I distinctly remember the morning of September 11th in 2001 in contrast to September 10th, 2001, which is a complete mystery. It had to be about 10 am in Bloomington, Indiana when I woke up that morning. I was late for class – too late to do anything about it, so I decided to grab an early lunch with my girlfriend, Katie (who's now my wife). I did not own a television while in college thus, my only source of information was the computer, which for whatever reason I did not turn on that sunny, cool morning. I did not encounter many people on my way to the little Chinese restaurant I used to purchase a bowl of fried rice for lunch (less than a buck, filling and delicious!), which I guess I thought nothing of at the time, but the restaurant was quite packed and very loud. I saw Katie, who looked upset.
"What's wrong?" Or something of the nature came out of my mouth.
"Didn't you hear? The World Trade Center was knocked over..."
The sentence sounded preposterous. You can't knock over the World Trade Center... but she repeated it... and I remembered the WTC bombing... Who was that carried out by? I asked her if they knew who did it. She said no. But in my head I just kept repeating "Fuck you Osuma Ben Ladeen."
That was before I became more familiar with the "correct" spelling of his name. A name I have never forgotten. I scrawled "Fuck you Osuma Ben Ladeen. You deserve to die." in chalk on the outside of one of the limestone buildings on campus a few hours later.

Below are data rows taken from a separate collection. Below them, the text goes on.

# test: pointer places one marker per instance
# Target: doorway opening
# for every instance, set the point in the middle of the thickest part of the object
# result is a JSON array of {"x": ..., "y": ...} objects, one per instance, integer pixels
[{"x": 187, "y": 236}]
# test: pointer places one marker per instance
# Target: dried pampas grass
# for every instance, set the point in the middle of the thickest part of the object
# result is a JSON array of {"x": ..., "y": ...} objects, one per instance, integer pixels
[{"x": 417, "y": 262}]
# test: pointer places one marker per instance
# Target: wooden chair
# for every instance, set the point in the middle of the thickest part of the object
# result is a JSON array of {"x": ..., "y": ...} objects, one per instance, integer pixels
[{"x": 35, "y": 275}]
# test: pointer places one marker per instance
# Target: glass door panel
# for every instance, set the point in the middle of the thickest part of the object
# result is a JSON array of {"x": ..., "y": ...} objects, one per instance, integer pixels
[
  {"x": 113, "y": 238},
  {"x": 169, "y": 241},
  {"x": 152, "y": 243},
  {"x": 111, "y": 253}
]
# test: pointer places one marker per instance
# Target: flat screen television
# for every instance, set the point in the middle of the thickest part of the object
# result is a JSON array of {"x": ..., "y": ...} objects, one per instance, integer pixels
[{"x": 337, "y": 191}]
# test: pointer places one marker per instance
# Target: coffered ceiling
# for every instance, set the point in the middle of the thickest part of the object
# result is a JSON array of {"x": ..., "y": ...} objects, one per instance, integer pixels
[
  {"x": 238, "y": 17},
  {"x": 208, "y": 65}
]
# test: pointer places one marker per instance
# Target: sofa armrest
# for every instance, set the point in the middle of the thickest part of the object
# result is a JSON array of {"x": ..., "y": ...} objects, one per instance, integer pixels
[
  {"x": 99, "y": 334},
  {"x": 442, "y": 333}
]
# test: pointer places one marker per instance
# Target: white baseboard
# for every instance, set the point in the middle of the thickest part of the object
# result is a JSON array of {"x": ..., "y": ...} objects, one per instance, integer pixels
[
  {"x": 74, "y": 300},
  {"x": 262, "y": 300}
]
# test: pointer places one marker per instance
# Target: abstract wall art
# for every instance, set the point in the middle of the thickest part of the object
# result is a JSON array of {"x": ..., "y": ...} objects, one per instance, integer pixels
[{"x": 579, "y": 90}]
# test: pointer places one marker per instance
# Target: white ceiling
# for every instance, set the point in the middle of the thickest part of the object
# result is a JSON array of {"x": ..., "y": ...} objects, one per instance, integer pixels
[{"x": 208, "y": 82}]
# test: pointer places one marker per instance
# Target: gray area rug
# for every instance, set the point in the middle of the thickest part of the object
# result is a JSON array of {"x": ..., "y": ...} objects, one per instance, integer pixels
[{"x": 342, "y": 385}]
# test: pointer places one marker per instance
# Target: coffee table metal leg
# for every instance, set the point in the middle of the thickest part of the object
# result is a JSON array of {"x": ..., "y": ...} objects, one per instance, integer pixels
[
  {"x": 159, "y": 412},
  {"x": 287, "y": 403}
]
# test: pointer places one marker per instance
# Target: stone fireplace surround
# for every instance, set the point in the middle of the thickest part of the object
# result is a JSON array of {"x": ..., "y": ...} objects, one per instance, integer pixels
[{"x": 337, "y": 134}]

I don't recall what I did between then and lunch. I had tears welling in my eyes... Usually profanity scribbled on the building is cleaned, but this remained on the wall for days. Clearly others shared my sentiment. Indeed, two days later, I respelled his name on the wall... and it remained up there for a while later. Bloomington, IN, a town very much in the same vein as Ann Arbor or Madison, a mid-west ultra-liberal college town, was quite fine with this.

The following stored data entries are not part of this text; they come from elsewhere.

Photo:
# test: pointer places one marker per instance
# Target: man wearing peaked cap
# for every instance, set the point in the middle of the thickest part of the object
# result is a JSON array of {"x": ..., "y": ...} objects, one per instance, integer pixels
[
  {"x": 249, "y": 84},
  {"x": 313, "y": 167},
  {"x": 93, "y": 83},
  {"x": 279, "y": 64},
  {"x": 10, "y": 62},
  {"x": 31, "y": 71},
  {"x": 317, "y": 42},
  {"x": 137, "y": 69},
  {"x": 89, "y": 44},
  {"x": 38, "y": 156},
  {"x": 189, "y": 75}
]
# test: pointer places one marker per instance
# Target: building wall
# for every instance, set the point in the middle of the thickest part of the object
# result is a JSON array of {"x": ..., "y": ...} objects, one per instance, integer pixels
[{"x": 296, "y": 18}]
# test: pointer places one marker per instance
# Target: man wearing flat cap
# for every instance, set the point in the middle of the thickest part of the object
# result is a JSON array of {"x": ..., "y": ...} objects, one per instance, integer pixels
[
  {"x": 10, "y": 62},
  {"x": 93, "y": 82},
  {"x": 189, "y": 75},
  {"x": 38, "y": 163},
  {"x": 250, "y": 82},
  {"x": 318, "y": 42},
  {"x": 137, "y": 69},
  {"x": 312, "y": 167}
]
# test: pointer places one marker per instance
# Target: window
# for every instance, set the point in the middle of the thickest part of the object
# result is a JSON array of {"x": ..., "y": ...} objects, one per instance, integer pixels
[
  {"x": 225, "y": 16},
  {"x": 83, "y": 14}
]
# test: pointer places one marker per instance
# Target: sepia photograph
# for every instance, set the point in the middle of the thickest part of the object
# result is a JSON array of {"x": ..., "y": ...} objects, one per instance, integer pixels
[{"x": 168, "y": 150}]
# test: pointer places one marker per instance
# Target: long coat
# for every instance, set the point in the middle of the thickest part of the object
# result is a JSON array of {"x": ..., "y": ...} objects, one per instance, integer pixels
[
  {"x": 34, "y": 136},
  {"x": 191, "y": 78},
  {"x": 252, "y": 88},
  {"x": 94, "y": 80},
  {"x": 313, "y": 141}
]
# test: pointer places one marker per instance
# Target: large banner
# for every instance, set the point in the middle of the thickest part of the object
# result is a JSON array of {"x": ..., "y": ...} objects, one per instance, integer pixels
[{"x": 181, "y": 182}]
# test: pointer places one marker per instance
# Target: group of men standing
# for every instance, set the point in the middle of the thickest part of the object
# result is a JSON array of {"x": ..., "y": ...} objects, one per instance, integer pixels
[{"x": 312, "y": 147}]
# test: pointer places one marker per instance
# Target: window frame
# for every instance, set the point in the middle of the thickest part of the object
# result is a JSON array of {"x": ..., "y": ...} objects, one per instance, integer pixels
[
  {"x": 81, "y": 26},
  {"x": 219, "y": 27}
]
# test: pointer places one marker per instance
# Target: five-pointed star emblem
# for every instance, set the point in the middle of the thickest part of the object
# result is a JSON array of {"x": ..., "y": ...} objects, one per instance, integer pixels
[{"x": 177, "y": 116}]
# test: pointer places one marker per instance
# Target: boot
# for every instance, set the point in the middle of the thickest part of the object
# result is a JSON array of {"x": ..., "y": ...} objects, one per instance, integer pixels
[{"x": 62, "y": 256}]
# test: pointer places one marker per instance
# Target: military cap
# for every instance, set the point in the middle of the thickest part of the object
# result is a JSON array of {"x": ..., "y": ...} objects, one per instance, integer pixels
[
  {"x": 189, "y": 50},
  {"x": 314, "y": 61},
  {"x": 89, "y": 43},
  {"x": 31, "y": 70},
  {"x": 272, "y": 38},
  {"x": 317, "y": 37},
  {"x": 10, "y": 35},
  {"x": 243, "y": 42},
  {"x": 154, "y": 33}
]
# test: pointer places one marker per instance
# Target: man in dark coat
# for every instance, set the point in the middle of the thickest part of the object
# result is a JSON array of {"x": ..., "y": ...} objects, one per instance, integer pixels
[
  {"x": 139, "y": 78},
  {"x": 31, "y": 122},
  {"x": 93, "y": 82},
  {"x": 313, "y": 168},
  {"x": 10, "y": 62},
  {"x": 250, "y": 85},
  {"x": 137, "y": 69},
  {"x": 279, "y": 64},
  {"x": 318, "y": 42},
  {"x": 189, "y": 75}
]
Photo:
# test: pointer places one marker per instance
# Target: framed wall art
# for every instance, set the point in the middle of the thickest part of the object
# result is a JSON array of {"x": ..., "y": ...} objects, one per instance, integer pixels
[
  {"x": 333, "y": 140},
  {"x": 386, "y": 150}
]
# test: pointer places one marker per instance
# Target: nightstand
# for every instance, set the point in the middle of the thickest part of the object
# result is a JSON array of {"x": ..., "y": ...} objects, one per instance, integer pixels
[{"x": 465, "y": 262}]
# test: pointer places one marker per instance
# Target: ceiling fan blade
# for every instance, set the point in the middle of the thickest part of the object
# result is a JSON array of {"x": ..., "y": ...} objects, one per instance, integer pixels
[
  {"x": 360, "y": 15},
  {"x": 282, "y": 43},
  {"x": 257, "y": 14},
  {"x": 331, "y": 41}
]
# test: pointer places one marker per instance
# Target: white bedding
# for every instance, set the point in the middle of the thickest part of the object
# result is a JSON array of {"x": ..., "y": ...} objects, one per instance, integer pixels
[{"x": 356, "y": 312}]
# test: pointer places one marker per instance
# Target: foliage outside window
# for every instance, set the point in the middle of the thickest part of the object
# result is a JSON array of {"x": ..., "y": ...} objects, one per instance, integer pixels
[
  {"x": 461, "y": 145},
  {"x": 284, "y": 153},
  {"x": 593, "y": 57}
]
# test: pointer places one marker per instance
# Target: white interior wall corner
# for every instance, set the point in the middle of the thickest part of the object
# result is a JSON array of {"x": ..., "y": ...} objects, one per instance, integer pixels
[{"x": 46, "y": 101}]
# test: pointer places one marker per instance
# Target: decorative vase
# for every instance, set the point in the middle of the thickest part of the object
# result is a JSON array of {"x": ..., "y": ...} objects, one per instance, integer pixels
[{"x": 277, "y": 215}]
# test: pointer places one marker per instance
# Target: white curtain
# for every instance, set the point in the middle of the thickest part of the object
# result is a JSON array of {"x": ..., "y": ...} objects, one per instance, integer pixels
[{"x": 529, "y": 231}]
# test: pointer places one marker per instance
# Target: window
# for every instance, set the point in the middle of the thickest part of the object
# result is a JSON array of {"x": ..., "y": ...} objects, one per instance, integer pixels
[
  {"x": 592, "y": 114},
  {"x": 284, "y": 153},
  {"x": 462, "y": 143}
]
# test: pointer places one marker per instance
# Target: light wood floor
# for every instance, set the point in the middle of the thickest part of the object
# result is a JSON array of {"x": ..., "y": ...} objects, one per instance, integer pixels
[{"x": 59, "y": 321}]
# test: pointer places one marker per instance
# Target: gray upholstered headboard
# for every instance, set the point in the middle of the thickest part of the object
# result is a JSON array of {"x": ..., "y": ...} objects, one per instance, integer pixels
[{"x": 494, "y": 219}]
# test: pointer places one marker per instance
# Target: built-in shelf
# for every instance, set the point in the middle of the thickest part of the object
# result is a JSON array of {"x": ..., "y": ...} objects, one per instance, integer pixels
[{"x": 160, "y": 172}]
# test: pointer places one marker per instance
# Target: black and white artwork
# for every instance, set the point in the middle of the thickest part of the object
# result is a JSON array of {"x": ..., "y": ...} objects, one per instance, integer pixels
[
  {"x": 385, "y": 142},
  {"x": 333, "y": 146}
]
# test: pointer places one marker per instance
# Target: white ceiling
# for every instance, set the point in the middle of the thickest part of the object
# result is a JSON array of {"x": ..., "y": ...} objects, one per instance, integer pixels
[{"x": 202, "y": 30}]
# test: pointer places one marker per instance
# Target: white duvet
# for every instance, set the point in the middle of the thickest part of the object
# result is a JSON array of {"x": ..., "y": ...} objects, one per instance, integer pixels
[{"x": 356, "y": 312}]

And every year since, we seem to be inundated with the same reminder. I'm forced to recall my steps that day, a day everyone around me became emotionally numb, to the point that it changed the ethos of everyone, not just the people who clean shit off of Indiana University buildings, but everyone. A town so tolerant of everything suddenly felt blood lust. I felt rage. Everyone felt something horrible. It would take a long time before Bloomington felt like a small liberal town again
I can't forget, you know. None of us can. Why do we need to be reminded of something we can't forget? Is it to teach our children? As if they're not going to get to experience man's inhumanity to man on this order of magnitude again? Like the horrors Americans endured in WWII? Like the horrors Americans endured in Vietnam? Is it really too much and too politically costly to say...

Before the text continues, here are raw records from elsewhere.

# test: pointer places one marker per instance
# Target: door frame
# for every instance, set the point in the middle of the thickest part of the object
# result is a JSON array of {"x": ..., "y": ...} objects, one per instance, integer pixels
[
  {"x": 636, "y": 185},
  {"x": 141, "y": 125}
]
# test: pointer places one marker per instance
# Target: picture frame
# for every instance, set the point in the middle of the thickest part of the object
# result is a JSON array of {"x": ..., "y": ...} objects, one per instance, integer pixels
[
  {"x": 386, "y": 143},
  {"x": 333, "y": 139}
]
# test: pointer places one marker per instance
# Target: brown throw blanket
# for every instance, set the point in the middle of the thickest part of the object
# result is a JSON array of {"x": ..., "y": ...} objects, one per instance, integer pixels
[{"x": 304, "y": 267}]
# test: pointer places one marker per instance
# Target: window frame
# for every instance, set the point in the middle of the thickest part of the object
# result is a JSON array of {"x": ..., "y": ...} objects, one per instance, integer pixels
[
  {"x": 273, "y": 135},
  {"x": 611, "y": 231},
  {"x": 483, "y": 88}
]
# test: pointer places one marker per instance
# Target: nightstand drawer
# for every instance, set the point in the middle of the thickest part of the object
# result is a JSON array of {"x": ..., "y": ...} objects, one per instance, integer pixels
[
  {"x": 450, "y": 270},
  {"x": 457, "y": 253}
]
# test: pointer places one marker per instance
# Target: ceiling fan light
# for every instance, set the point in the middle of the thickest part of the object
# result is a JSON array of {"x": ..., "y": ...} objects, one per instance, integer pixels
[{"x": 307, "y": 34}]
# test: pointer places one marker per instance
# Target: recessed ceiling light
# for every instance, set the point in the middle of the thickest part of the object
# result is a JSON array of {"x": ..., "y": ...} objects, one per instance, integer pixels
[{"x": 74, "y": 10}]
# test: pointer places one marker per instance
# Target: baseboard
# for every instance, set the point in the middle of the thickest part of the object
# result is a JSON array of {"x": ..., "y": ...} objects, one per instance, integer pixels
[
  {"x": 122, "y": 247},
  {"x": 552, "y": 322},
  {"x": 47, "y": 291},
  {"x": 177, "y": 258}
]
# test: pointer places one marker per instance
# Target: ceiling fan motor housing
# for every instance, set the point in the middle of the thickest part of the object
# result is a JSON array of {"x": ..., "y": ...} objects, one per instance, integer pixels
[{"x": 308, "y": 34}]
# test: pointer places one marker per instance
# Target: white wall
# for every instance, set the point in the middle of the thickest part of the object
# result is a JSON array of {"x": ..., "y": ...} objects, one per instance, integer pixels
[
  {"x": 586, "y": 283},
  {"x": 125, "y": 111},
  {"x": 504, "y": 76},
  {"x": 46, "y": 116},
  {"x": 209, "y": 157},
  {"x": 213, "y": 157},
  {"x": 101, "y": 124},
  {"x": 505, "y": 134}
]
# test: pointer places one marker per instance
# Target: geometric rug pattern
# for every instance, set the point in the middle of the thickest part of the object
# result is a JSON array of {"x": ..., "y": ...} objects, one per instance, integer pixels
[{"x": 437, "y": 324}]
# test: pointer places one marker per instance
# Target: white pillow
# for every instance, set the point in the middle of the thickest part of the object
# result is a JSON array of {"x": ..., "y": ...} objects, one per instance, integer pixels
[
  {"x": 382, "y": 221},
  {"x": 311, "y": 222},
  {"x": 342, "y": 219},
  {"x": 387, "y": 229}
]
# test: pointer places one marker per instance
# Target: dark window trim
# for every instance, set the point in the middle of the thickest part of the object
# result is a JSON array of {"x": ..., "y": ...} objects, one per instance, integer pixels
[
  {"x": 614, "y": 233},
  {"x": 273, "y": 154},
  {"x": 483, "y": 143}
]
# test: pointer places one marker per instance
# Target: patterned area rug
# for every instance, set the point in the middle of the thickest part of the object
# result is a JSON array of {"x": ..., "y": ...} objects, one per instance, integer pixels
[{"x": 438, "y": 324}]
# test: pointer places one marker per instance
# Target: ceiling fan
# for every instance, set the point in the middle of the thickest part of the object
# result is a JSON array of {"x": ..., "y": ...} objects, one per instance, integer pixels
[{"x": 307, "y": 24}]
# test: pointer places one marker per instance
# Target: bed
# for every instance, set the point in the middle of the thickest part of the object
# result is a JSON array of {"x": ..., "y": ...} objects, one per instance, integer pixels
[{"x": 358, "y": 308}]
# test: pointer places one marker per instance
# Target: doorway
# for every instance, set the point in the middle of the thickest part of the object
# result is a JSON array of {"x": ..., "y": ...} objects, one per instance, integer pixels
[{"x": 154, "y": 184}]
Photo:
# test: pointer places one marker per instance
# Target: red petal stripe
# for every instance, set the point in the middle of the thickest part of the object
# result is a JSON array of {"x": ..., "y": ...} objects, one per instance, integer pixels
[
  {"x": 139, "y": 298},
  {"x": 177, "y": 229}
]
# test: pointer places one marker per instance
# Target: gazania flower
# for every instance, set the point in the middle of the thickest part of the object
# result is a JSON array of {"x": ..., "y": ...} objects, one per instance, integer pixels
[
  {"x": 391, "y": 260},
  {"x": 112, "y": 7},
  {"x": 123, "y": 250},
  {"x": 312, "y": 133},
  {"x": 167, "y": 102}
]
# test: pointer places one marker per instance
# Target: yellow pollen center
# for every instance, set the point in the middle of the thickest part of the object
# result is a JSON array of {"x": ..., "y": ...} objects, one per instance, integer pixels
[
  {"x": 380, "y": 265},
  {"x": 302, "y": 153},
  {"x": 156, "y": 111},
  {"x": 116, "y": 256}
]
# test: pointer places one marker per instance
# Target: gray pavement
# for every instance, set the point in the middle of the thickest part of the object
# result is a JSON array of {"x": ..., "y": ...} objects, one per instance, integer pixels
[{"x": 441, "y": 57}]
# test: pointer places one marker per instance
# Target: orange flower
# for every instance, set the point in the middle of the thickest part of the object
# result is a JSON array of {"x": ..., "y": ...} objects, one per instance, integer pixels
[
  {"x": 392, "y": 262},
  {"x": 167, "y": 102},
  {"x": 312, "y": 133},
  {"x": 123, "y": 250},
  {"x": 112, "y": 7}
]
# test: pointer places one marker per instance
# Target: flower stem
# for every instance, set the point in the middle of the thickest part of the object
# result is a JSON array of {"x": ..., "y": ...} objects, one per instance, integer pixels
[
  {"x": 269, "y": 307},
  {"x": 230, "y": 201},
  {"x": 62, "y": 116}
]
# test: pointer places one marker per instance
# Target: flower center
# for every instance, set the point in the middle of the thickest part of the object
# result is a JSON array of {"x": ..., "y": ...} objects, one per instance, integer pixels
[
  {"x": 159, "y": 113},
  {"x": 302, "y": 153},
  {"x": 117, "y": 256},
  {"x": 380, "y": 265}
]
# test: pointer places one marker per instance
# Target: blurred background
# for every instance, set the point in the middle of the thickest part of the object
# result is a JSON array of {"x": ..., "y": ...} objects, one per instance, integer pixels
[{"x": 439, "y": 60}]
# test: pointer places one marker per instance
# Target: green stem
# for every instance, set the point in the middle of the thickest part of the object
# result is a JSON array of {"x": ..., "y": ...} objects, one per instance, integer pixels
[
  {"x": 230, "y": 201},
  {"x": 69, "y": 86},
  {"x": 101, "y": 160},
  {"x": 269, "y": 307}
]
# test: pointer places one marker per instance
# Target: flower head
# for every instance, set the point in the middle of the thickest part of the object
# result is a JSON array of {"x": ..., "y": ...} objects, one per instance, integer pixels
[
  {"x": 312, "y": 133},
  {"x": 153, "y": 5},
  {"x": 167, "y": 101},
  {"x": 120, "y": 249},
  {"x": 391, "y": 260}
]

"This is something horrible... I will never forget it. I just don't want to be reminded of it every year. And it isn't like this "remembrance" brings us together. Do we really need to fight about having members of the religious community come to the site of a massacre done in the name of religion? I don't get these people that celebrate the macabre by playing the towers exploding again and again and again on television. Who in God's name gets off on that? Are there still people that haven't been enraged by it enough? They want to us to see it every year to remind us what it feels like?"
Every year I've silently said to myself "Just leave me the fuck alone, please...for God's sake, leave me alone." This year... I'm going to say it out loud.